My obstetrician, a kind and occasionally fierce sort, ushers me into his office and brandishes a set of blood results at me across the table. My blood sugars are too high. My iron levels are too low. I joke that I’ve been worried the baby is going to arrive bearing a “brought to you in association with Green & Black’s” logo.
“No more chocolate,” he bellows. “No dessert. Your body belongs to me for as long as you are pregnant.” I start to argue, then remember a story I heard about him being bundled into the boot of a burning car by drug-addled would-be hijackers. He was freed with seconds to spare, and climbed out to announce that he was perfectly fine, and had to go to the hospital to attend a delivery. I say nothing.
So I go home and draw up an eating plan that involves no wheat; nothing that has carbs made up of more than 25 per cent sugar; and no sugar at all after lunch, except for fruit; only organic dairy products and meat; no food from tins; plenty of green things and finally, the rule which says I can break all the other rules whenever I really need to.

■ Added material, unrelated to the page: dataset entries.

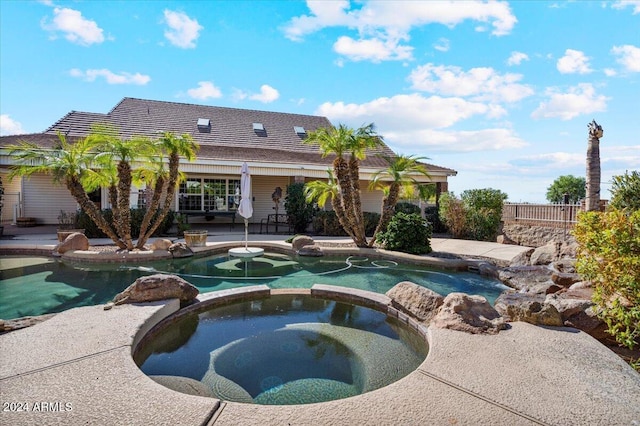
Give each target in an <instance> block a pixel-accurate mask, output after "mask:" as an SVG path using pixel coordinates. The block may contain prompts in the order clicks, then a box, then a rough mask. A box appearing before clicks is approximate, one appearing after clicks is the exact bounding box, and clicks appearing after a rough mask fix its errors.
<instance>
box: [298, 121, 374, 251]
mask: <svg viewBox="0 0 640 426" xmlns="http://www.w3.org/2000/svg"><path fill="white" fill-rule="evenodd" d="M305 143H309V144H318V145H319V147H320V152H321V153H322V156H323V157H326V156H328V155H331V154H334V155H335V156H336V157H335V159H334V160H333V174H334V176H335V179H336V181H337V185H338V189H339V191H338V196H337V197H336V198H335V200H334V203H333V206H334V210H335V212H336V216H337V217H338V221H339V222H340V225H342V227H343V228H344V229H345V231H346V232H347V234H349V236H351V238H352V239H353V240H354V242H355V243H356V245H357V246H358V247H367V245H368V244H367V239H366V235H365V230H364V220H363V218H362V204H361V202H360V183H359V161H360V160H361V159H363V158H365V151H366V149H367V148H370V147H372V146H375V145H376V144H379V143H380V138H379V137H377V136H376V135H375V132H374V130H373V125H372V124H370V125H368V126H364V127H361V128H359V129H357V130H354V129H351V128H349V127H347V126H345V125H343V124H341V125H339V126H338V127H337V128H335V127H334V128H330V129H326V128H320V129H318V130H316V131H315V132H311V133H309V135H308V136H307V139H306V140H305ZM346 154H350V159H349V161H347V160H346V159H345V158H344V156H345V155H346Z"/></svg>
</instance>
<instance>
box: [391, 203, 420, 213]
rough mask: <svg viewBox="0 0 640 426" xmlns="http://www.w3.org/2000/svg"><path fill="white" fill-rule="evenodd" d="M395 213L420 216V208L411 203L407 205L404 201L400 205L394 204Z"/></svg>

Wheat is out because I find it hard to digest; sugar and simple carbohydrates because of their impact on insulin levels; non-organic meat and dairy because of the hormones, and canned foods because of their endocrine disruption ability. Greens are good, because, well, they're always good.
A few weeks on, I grudgingly admit to being pleased with the results. Kicking my sugar habit was, by some distance, the toughest part, but I discovered a few tricks – blueberries with unsweetened organic Greek yoghurt are a reasonable substitute for Green & Black’s. Eating before I get hungry helps. So does brushing my teeth immediately afterwards.
I’m not tired in the afternoons, my skin has cleared up and yes, I feel better. It could be the diet. Then again, it could just be the feeling that I’ve taken control of it – at least until the next thing twice as likely to kill you as cigarettes comes along.